Elle le conduisit en effet dans sa chambre: c’était une assez grande pièce délabrée, où les fleurs peintes à fresque sur les murs reparaissaient çà et là sous une seconde peinture encore plus grossière et déjà presque aussi dégradée. Un grand bois de lit carré avec une paillasse d’algues marines, et une couverture d’indienne piquée fort propre, mais rapetassée en mille endroits avec des morceaux de toutes couleurs, une chaise de paille, une petite table, une guitare fort ancienne, et un Christ de filigrane, uniques richesses que sa mère lui avait laissées; une petite épinette, et un gros tas de vieille musique rongée des vers, que le professeur Porpora avait la générosité de lui prêter: tel était l’ameublement de la jeune artiste, fille d’une pauvre bohémienne, élève d’un grand maître et amoureuse d’un bel aventurier.
Comme il n’y avait qu’une chaise, et que la table était couverte de musique, il n’y avait qu’un siège pour Anzoleto; c’était le lit, et il s’en accommoda sans façon.

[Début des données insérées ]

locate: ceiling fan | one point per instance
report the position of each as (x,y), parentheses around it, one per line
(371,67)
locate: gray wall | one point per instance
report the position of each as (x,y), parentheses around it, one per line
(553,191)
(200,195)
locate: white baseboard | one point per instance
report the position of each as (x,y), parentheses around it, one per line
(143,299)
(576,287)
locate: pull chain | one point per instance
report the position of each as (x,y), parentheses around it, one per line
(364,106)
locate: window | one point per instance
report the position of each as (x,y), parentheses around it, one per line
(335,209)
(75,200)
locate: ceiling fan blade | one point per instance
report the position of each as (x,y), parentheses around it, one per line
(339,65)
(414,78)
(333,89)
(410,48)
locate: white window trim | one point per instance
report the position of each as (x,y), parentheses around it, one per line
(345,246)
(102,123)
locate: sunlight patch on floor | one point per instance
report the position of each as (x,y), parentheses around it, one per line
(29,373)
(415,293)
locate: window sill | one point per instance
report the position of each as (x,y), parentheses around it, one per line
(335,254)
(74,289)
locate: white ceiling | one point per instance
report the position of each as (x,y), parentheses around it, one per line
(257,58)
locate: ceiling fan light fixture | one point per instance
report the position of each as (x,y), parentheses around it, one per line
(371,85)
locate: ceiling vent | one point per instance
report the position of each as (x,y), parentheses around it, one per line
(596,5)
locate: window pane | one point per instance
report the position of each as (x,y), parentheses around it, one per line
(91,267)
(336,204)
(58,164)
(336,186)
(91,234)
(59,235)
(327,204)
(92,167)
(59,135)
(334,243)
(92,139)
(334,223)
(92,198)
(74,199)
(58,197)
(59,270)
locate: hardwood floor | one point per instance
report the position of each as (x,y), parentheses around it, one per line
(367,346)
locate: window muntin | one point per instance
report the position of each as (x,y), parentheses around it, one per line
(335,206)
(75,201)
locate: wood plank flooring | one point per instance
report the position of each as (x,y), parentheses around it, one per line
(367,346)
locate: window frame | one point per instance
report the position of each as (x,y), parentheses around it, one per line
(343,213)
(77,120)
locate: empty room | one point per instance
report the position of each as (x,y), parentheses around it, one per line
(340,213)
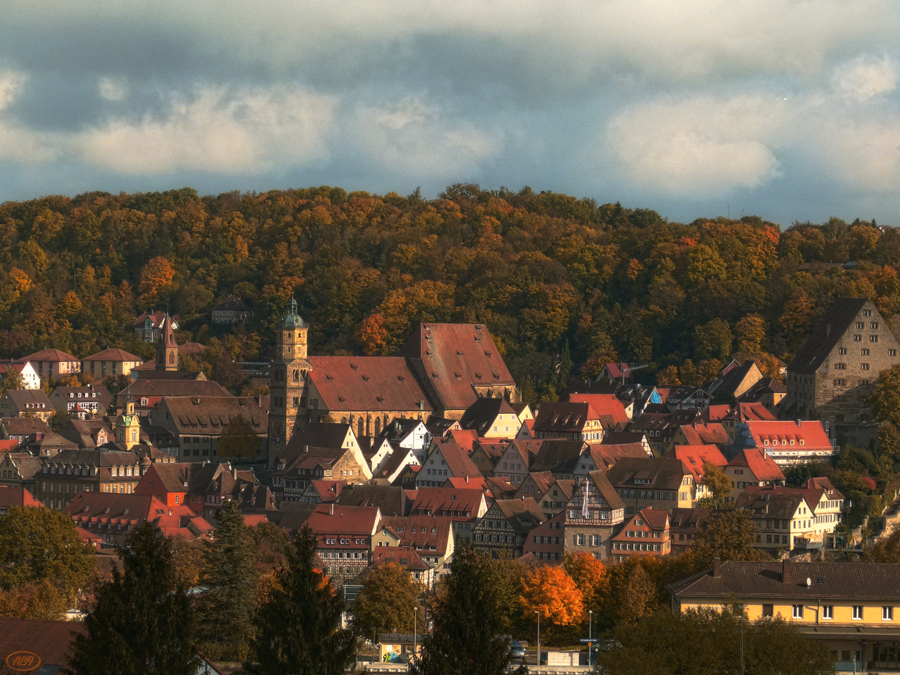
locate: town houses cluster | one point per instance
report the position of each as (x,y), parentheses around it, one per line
(406,458)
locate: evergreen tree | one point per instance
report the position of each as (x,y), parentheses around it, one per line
(464,640)
(298,625)
(142,623)
(225,611)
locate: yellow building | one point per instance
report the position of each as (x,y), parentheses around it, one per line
(853,608)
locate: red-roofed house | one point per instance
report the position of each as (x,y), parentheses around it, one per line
(610,409)
(645,533)
(10,496)
(111,361)
(463,507)
(752,466)
(788,442)
(344,538)
(447,460)
(568,421)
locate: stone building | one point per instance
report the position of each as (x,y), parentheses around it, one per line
(834,373)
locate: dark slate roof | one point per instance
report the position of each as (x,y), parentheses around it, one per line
(784,579)
(391,500)
(827,334)
(663,474)
(480,414)
(557,455)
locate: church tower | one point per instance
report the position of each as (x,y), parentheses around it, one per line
(167,348)
(128,427)
(288,384)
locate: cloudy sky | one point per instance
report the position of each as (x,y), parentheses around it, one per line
(788,109)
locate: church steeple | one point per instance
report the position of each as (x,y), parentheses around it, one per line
(166,347)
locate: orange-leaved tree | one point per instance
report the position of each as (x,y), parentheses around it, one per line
(552,592)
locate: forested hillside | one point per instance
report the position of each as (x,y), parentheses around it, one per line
(549,274)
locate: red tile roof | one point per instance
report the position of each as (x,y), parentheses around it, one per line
(457,358)
(50,354)
(810,434)
(759,463)
(605,405)
(694,456)
(367,383)
(340,519)
(10,496)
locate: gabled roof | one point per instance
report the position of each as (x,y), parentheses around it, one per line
(113,354)
(10,496)
(563,416)
(660,474)
(605,405)
(392,501)
(558,456)
(51,355)
(378,383)
(606,455)
(759,463)
(828,333)
(455,359)
(785,579)
(522,514)
(450,502)
(695,456)
(341,519)
(458,462)
(425,533)
(483,412)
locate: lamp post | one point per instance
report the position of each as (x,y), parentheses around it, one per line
(590,636)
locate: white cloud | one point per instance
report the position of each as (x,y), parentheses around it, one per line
(698,146)
(112,89)
(866,77)
(217,132)
(414,138)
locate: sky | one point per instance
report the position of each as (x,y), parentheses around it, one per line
(785,109)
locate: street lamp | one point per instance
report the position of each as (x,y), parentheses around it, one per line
(590,635)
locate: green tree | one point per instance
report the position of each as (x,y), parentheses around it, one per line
(142,622)
(387,602)
(37,545)
(12,379)
(465,638)
(298,624)
(239,440)
(225,611)
(717,482)
(727,535)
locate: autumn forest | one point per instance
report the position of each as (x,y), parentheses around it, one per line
(563,284)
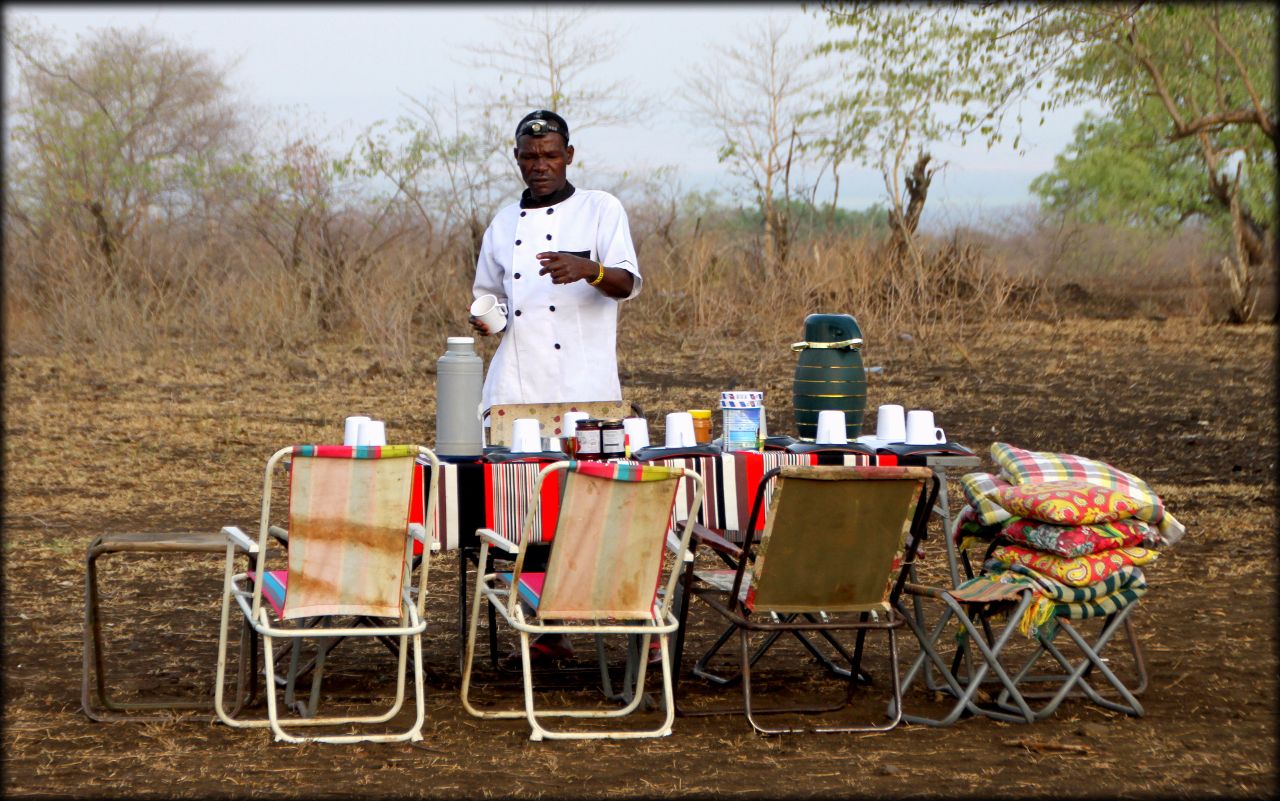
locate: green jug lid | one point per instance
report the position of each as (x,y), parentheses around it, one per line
(831,328)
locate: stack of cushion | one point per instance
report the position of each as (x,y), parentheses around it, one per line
(1073,529)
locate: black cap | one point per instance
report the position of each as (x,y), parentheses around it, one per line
(540,123)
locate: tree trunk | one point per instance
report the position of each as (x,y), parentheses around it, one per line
(903,224)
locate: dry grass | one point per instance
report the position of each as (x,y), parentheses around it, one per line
(177,439)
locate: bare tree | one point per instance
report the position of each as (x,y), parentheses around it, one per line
(754,96)
(124,127)
(545,60)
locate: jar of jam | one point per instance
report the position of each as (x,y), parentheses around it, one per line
(612,439)
(702,425)
(588,435)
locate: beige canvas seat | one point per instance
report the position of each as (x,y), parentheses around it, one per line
(350,555)
(604,576)
(831,559)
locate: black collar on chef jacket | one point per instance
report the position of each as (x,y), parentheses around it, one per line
(529,201)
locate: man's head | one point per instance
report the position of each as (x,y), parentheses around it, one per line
(543,151)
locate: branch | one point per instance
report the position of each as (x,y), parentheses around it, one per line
(1215,122)
(1262,117)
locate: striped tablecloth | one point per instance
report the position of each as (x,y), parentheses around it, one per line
(496,495)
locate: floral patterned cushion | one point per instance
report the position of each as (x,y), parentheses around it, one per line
(1020,466)
(1068,503)
(1079,540)
(1074,572)
(978,489)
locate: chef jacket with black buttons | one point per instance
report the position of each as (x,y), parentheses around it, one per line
(560,342)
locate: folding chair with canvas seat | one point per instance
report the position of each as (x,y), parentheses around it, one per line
(824,563)
(350,554)
(604,576)
(498,428)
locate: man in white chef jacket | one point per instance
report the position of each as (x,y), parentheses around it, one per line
(561,260)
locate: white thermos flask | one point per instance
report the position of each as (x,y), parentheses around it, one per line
(458,381)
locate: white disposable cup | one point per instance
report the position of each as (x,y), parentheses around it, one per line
(568,428)
(920,429)
(371,433)
(680,430)
(351,429)
(488,310)
(890,424)
(831,428)
(638,431)
(526,435)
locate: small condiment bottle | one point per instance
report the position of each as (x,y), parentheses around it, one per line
(702,425)
(612,439)
(588,436)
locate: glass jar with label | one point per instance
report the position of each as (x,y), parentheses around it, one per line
(702,425)
(612,439)
(588,439)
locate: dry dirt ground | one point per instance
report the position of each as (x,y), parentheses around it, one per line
(177,443)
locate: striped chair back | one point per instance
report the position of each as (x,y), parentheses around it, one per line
(832,536)
(348,522)
(607,555)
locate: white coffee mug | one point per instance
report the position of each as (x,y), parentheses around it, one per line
(680,430)
(490,312)
(831,428)
(890,426)
(638,431)
(351,429)
(526,435)
(371,433)
(920,429)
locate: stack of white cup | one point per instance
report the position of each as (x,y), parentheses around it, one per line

À peine se fut-il assis sur le bord, que la fatigue s’emparant de lui, il laissa tomber sa tête sur un gros coussin de laine qui servait d’oreiller, en disant:
Oh! ma chère petite femme, je donnerais en cet instant tout ce qui me reste d’années à vivre pour une heure de bon sommeil, et tous les trésors de l’univers pour un bout de cette couverture sur mes jambes. Je n’ai jamais eu si froid que dans ces maudits habits, et le malaise de cette insomnie me donne le frisson de la fièvre.»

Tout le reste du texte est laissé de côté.